The bitcoin price today improved 3% to just below $17,000, having fallen from over $20,000 in the wake of last week’s collapse of FTX.

Hargreaves Lansdown analyst Susannah Streeter said: “Although the immediate storm following the collapse of the huge exchange FTX has subsided, the destruction left in its wake has been considerable and crypto speculators hit hard by these recent losses will be licking some painful wounds.

“This is a painful reminder that the crypto wild west is still a fragile niche in the larger financial system, where money is being bet on highly speculative assets.”

Bitcoin traded above the $60,000 threshold this time last year and above $30,000 as recently as May.

FTSE 100 seen higher, big week for UK economy

07:45 , Graeme Evans

The pound starts a big week for the UK economy at $1.176, having rallied sharply in recent days after weaker-than-expected US inflation figures put pressure on the dollar.

The currency movements boosted the UK-focused FTSE 250 index, which rose 1.2% on Friday and finished the week almost 7% higher.

In contrast, the FTSE 100 index fell 0.8% on Friday following big declines for pharmaceutical stocks GSK and AstraZeneca. The top flight was slightly lower across the week, although CMC Markets expects a rise of 16 points to 7334 at today’s opening bell.

This week’s performance by UK-focused stocks is likely to be swayed by the reception of investors to the tax rises and other plans in Thursday’s autumn statement. They will be accompanied by the latest projections from the Office for Budget Responsibility.

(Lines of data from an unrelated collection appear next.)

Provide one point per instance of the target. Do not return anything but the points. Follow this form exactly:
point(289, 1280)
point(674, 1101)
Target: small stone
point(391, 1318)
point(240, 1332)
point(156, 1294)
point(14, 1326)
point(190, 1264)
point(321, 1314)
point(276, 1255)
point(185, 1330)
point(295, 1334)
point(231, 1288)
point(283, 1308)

Unemployment and inflation figures on Tuesday and Wednesday respectively will also provide a steer on the next interest rates move from the Bank of England. The jobless rate is likely to remain near to 3.5%, with the inflation rate forecast to rise from 10.1% to 10.6%.

Fashion brand Joules appoints administrators

07:28 , Rhiannon Curry

Joules, the fashion brand famed for its country casual wellies and coats, has appointed administrators after failing to secure a new financing deal to shore up its trading.

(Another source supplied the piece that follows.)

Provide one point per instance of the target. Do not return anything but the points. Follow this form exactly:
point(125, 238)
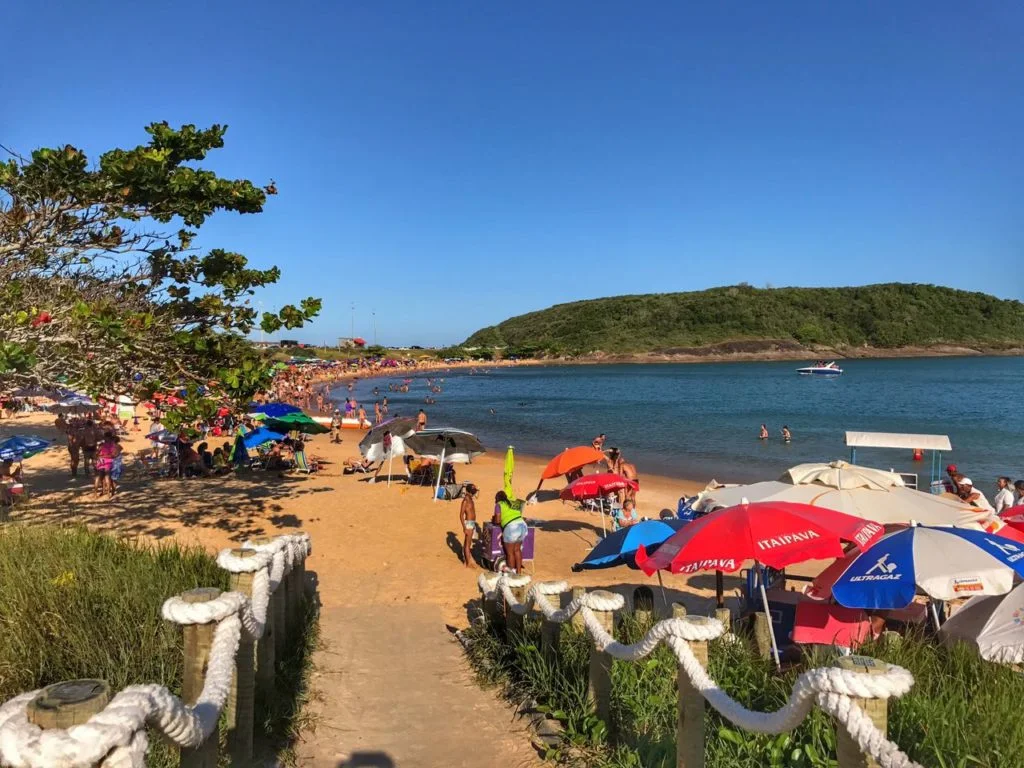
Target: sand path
point(391, 685)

The company revealed last week that it was in discussions with a number of investors to try and raise cash after a mild autumn and fading consumer confidence dented its sales.

But on Monday it said those discussions had not been successful, and so administrators Interpath Advisory would be taking control in order to protect its creditors.

Shares in the company have been suspended.